Alan Sondheim was born in Wilkes-Barre, Pennsylvania; he lives with his partner, Azure Carter in Providence. He holds a B.A. and M.A. from Brown University in English. A new-media artist, writer, and theorist, he has exhibited, performed and lectured widely.

Sondheim finished a successful residency at Eyebeam Art and Technology Center in New York in March 2012; while there, he performed with Foofwa d'Imobilite and Monika Weiss; created a series of sound pieces based on very low frequency radio and building vibrations; produced a number of 'dead or wounded' models of avatars usings 3d printing technology; and worked on a series of texts dealing with issues of pain and its relation to the virtual. He continues to work on these themes, which he presented
at SXSW Interactive 2013. Last year, he spoke at HASTAC on animal
and plant extinctions and similar themes at Subtle Tech; he also spoke and demonstrated on a glitch panel at South-by-Southwest in Austin.

Sondheim's writings include Writing Under (West Virginia University Press, 2012) the anthology Being on Line: Net Subjectivity (Lusitania, 1996), Disorders of the Real (Station Hill, 1988), .echo (alt-X digital arts, 2001), Vel (Blazevox 2004-5), Sophia (Writers Forum, 2004), Orders of the Real (Writers Forum, 2005), The Accidental Artist (Fort/Da), Azure/Nature/Digital (Blue Lion, 2009), The Wayward (Salt, 2004), and Deep Language (Salt, 2010). Sondheim's videos and films have been shown internationally; some of his work with Foofwa d'Imobilite is documented at http://foofwa.com .

In 2008, Sondheim had a solo installation and nine-month residency at the Odyssey exhibition space in the virtual world Second Life; he currently works in the Odyssey sim and the MacGrid multi-server virtual world. He has performed for LowLives and the Virtual Futures conference (both 2011).
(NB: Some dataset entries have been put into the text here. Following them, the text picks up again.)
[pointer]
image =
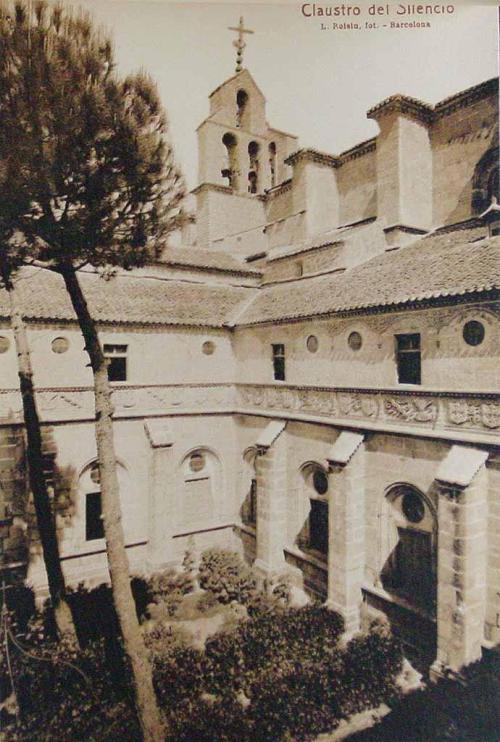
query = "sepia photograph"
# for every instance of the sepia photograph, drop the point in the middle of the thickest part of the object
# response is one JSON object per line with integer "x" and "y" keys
{"x": 249, "y": 371}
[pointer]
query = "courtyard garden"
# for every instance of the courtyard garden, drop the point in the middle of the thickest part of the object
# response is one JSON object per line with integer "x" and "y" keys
{"x": 233, "y": 659}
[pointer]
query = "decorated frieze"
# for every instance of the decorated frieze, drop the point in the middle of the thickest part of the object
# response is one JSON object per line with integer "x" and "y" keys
{"x": 378, "y": 409}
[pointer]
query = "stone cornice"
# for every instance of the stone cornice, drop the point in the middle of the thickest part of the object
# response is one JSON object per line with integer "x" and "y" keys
{"x": 463, "y": 416}
{"x": 225, "y": 189}
{"x": 404, "y": 228}
{"x": 283, "y": 187}
{"x": 467, "y": 97}
{"x": 404, "y": 105}
{"x": 312, "y": 155}
{"x": 363, "y": 148}
{"x": 379, "y": 309}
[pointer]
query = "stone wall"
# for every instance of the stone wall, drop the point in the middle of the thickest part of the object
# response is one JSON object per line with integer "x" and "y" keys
{"x": 461, "y": 141}
{"x": 447, "y": 361}
{"x": 153, "y": 355}
{"x": 357, "y": 183}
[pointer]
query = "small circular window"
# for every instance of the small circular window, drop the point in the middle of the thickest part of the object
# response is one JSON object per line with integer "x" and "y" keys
{"x": 473, "y": 332}
{"x": 312, "y": 344}
{"x": 60, "y": 345}
{"x": 413, "y": 507}
{"x": 208, "y": 348}
{"x": 320, "y": 482}
{"x": 355, "y": 341}
{"x": 197, "y": 461}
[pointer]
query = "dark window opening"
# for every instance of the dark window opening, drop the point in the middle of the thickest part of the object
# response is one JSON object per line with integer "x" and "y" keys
{"x": 473, "y": 332}
{"x": 318, "y": 526}
{"x": 408, "y": 358}
{"x": 253, "y": 171}
{"x": 272, "y": 163}
{"x": 116, "y": 356}
{"x": 230, "y": 170}
{"x": 320, "y": 482}
{"x": 279, "y": 362}
{"x": 252, "y": 503}
{"x": 242, "y": 108}
{"x": 94, "y": 526}
{"x": 409, "y": 572}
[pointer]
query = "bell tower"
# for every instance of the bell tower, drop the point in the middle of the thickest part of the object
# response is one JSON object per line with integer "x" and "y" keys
{"x": 239, "y": 158}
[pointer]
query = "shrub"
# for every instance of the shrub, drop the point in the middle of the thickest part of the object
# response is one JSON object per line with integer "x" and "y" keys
{"x": 225, "y": 575}
{"x": 372, "y": 663}
{"x": 61, "y": 694}
{"x": 169, "y": 587}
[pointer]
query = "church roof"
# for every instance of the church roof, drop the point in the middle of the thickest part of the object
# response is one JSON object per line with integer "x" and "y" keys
{"x": 126, "y": 299}
{"x": 211, "y": 260}
{"x": 443, "y": 264}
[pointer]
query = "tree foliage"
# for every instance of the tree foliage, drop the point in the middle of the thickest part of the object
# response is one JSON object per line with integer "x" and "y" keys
{"x": 86, "y": 177}
{"x": 86, "y": 172}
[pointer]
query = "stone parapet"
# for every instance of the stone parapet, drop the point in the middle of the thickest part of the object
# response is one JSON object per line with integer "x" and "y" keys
{"x": 462, "y": 416}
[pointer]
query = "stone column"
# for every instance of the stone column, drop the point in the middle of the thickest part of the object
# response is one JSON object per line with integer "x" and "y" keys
{"x": 271, "y": 470}
{"x": 161, "y": 494}
{"x": 346, "y": 527}
{"x": 462, "y": 561}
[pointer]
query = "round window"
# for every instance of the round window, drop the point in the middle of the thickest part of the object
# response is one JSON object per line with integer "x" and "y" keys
{"x": 320, "y": 482}
{"x": 312, "y": 344}
{"x": 60, "y": 345}
{"x": 473, "y": 332}
{"x": 197, "y": 461}
{"x": 208, "y": 348}
{"x": 413, "y": 507}
{"x": 355, "y": 341}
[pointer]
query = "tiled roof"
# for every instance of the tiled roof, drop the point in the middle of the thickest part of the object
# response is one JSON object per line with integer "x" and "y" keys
{"x": 128, "y": 299}
{"x": 439, "y": 265}
{"x": 212, "y": 260}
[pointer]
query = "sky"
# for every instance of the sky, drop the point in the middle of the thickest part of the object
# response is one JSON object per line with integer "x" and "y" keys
{"x": 318, "y": 83}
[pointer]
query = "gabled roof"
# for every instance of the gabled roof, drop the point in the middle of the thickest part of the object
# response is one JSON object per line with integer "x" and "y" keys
{"x": 443, "y": 264}
{"x": 126, "y": 299}
{"x": 245, "y": 75}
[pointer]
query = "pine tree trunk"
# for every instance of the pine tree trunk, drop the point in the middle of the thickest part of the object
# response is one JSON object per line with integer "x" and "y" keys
{"x": 146, "y": 704}
{"x": 43, "y": 510}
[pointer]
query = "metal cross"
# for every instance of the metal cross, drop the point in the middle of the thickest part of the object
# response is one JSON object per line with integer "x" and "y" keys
{"x": 239, "y": 43}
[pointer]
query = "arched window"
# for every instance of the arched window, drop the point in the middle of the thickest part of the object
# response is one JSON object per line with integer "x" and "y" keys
{"x": 409, "y": 570}
{"x": 89, "y": 486}
{"x": 272, "y": 163}
{"x": 253, "y": 167}
{"x": 249, "y": 481}
{"x": 242, "y": 109}
{"x": 314, "y": 534}
{"x": 230, "y": 170}
{"x": 201, "y": 486}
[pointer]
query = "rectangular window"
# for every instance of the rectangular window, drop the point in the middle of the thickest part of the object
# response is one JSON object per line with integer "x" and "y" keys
{"x": 318, "y": 526}
{"x": 116, "y": 356}
{"x": 408, "y": 358}
{"x": 279, "y": 361}
{"x": 94, "y": 527}
{"x": 252, "y": 502}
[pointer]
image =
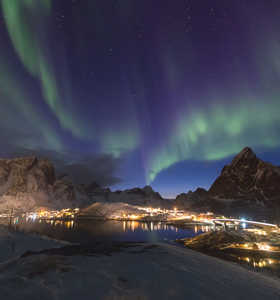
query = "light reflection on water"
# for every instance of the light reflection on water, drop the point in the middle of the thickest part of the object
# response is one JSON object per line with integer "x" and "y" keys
{"x": 260, "y": 263}
{"x": 89, "y": 230}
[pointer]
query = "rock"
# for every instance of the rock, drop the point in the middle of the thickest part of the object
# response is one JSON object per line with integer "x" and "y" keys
{"x": 248, "y": 177}
{"x": 30, "y": 182}
{"x": 191, "y": 200}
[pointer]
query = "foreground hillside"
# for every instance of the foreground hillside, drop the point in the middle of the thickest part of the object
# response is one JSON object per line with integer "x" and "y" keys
{"x": 122, "y": 271}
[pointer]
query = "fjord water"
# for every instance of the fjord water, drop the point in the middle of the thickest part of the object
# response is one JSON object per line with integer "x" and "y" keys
{"x": 92, "y": 230}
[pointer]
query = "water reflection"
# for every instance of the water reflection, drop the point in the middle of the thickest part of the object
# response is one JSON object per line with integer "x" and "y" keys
{"x": 260, "y": 263}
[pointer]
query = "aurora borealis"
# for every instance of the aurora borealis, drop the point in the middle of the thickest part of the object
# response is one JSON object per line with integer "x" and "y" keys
{"x": 166, "y": 91}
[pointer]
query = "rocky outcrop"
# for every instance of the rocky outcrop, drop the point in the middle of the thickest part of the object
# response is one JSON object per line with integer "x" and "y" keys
{"x": 29, "y": 182}
{"x": 137, "y": 196}
{"x": 248, "y": 178}
{"x": 191, "y": 200}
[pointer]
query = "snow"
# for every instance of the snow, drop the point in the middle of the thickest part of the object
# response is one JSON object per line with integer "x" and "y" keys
{"x": 141, "y": 272}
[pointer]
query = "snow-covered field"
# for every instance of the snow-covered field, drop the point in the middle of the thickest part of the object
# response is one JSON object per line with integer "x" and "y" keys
{"x": 140, "y": 272}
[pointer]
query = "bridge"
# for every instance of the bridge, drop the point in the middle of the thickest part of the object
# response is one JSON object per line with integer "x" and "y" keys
{"x": 238, "y": 222}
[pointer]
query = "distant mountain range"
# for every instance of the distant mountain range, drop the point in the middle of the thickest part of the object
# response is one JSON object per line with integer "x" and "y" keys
{"x": 29, "y": 182}
{"x": 246, "y": 181}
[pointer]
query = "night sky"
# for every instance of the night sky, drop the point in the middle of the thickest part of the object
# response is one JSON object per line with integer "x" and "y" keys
{"x": 129, "y": 92}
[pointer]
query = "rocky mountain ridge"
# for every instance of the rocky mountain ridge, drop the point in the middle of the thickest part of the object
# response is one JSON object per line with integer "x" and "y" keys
{"x": 30, "y": 182}
{"x": 246, "y": 181}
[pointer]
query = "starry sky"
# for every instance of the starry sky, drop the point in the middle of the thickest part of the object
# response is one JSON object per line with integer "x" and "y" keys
{"x": 130, "y": 93}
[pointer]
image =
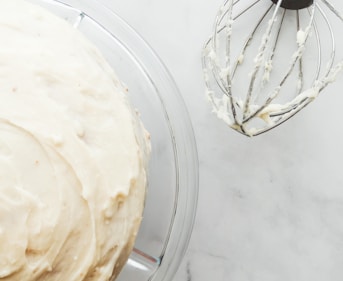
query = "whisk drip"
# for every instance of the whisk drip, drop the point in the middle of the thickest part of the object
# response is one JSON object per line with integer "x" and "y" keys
{"x": 256, "y": 83}
{"x": 295, "y": 4}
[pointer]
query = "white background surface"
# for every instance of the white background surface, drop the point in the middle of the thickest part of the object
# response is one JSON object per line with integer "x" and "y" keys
{"x": 270, "y": 207}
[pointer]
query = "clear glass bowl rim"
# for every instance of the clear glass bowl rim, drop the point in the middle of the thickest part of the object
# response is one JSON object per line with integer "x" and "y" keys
{"x": 185, "y": 150}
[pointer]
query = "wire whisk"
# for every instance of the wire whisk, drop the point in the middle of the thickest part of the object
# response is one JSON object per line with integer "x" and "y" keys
{"x": 267, "y": 59}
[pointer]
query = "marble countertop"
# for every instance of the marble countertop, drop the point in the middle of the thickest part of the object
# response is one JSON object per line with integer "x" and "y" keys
{"x": 269, "y": 207}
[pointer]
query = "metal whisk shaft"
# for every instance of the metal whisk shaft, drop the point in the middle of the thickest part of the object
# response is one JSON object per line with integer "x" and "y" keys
{"x": 255, "y": 97}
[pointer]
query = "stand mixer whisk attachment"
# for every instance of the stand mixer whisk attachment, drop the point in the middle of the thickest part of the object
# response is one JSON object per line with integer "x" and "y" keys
{"x": 268, "y": 59}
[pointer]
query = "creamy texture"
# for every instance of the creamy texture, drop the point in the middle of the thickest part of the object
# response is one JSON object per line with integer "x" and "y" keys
{"x": 73, "y": 154}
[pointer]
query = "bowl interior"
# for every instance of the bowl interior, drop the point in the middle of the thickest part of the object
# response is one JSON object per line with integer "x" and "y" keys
{"x": 172, "y": 190}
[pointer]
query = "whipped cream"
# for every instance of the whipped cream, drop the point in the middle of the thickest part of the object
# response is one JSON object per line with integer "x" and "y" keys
{"x": 73, "y": 154}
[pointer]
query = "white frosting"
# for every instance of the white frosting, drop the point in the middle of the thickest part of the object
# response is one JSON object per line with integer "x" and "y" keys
{"x": 72, "y": 154}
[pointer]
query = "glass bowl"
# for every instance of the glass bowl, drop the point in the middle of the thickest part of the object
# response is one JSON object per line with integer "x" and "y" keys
{"x": 173, "y": 174}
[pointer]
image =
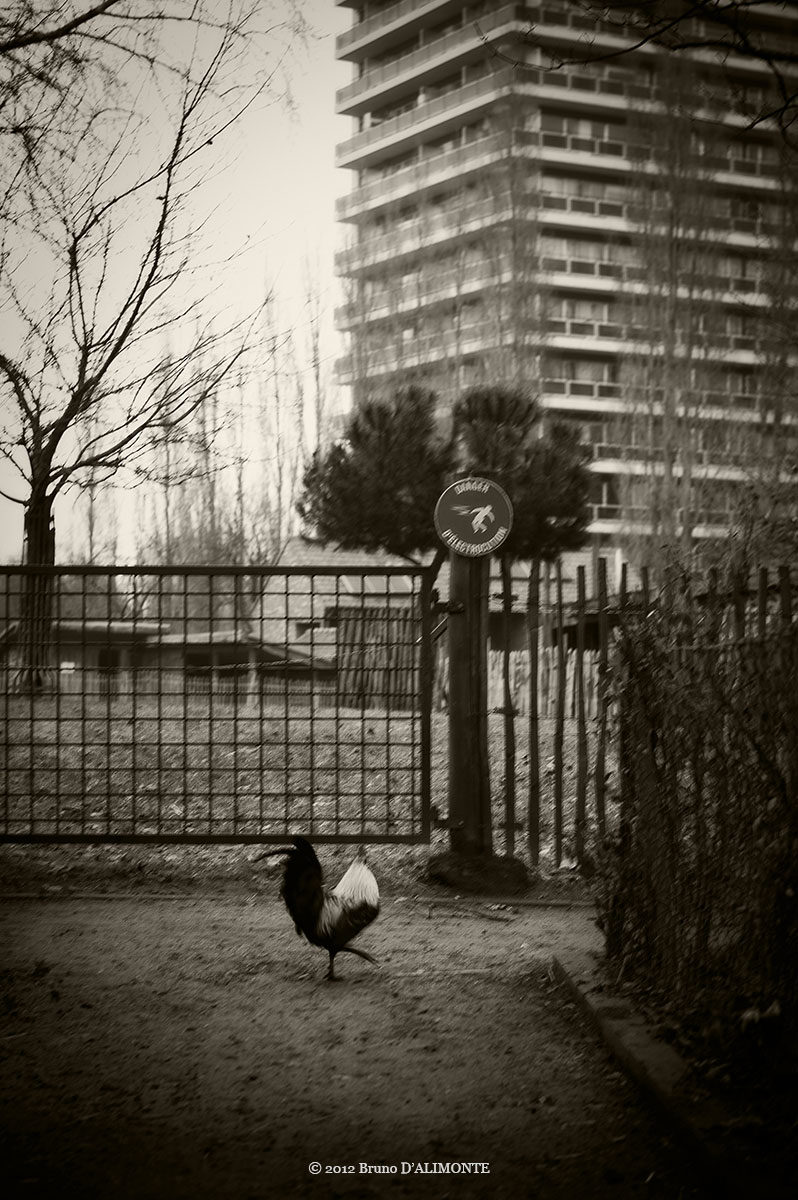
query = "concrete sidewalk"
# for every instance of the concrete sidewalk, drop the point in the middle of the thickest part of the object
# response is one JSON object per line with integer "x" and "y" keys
{"x": 191, "y": 1048}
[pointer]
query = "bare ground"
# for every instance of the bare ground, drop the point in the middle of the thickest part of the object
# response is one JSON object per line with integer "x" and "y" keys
{"x": 191, "y": 1048}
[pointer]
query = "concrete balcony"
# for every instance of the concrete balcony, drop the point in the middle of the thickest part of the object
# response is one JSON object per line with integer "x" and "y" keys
{"x": 381, "y": 84}
{"x": 429, "y": 172}
{"x": 412, "y": 129}
{"x": 388, "y": 28}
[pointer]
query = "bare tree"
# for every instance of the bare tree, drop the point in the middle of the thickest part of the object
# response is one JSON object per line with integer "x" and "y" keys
{"x": 96, "y": 263}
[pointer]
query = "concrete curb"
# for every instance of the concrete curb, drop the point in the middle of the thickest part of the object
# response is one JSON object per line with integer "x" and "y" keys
{"x": 703, "y": 1126}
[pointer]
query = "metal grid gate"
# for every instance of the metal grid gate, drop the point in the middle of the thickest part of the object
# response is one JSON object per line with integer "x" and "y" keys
{"x": 163, "y": 705}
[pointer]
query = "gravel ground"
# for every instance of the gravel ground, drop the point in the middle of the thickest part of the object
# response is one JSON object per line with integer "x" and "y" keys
{"x": 191, "y": 1048}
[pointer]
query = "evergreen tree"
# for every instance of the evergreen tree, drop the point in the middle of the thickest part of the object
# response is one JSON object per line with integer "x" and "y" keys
{"x": 498, "y": 432}
{"x": 377, "y": 487}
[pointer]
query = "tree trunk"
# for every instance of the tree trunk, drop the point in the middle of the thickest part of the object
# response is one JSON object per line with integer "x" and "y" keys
{"x": 508, "y": 709}
{"x": 533, "y": 635}
{"x": 35, "y": 670}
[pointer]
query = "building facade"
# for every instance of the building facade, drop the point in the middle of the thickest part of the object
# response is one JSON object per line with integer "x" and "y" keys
{"x": 613, "y": 233}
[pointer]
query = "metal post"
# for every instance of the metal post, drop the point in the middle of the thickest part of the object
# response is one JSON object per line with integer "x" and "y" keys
{"x": 469, "y": 793}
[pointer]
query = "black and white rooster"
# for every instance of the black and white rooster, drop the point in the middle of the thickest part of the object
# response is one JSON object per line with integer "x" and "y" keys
{"x": 328, "y": 917}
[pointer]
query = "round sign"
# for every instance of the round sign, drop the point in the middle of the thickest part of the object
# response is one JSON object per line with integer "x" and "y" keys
{"x": 473, "y": 516}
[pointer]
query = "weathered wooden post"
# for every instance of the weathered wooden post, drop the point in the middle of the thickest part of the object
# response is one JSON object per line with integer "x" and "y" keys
{"x": 473, "y": 519}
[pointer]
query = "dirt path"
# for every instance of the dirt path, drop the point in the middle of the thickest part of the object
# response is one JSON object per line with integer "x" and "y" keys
{"x": 191, "y": 1049}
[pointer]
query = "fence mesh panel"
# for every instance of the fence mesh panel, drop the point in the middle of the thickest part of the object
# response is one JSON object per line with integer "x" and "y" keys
{"x": 185, "y": 705}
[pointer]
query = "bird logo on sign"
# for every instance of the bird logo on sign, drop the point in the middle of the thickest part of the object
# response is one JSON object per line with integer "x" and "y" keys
{"x": 479, "y": 516}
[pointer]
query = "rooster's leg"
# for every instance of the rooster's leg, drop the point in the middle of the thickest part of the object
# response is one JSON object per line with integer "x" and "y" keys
{"x": 361, "y": 954}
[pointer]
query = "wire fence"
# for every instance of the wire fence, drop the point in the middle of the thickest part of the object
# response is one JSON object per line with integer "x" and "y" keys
{"x": 196, "y": 705}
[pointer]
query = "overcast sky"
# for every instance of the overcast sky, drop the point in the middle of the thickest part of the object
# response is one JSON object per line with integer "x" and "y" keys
{"x": 275, "y": 198}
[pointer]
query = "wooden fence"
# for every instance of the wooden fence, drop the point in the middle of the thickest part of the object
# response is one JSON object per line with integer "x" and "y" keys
{"x": 547, "y": 682}
{"x": 577, "y": 753}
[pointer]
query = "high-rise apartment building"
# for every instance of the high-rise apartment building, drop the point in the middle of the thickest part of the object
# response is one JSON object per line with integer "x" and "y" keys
{"x": 612, "y": 232}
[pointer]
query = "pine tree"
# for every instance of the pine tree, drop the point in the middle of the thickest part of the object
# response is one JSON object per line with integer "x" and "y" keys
{"x": 377, "y": 487}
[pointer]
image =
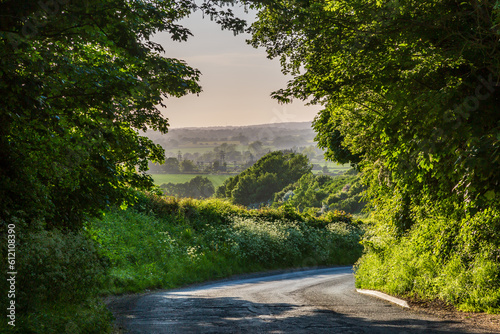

Sondheim has worked on augmented reality pieces with Mark Skwarek; he continues to work with motion capture files created at Columbia College, Chicago; and has been creating complex performances in OpenSim, Second Life, and MacGrid. Last year, he was also keynote speaker at the MacGrid Workshop/Conference in Hamilton, Ontario.

In 2008 he was on an eight-month National Science Foundation (NSF) consultancy at WVU. His research is in the art and aesthetics of codework, body and behavioral modeling, virtual environments, and avatars in general. In 2007, Sondheim was also the recipient of a New Media New York State Council of the Arts grant. Sondheim's digital work is archived at Cornell; his tapes and other materials are archived at NYU's Fales Collection, Bobst Library; and much of his curatorial and written work is archived at Ohio State University's Avant Writing Collection in Columbus.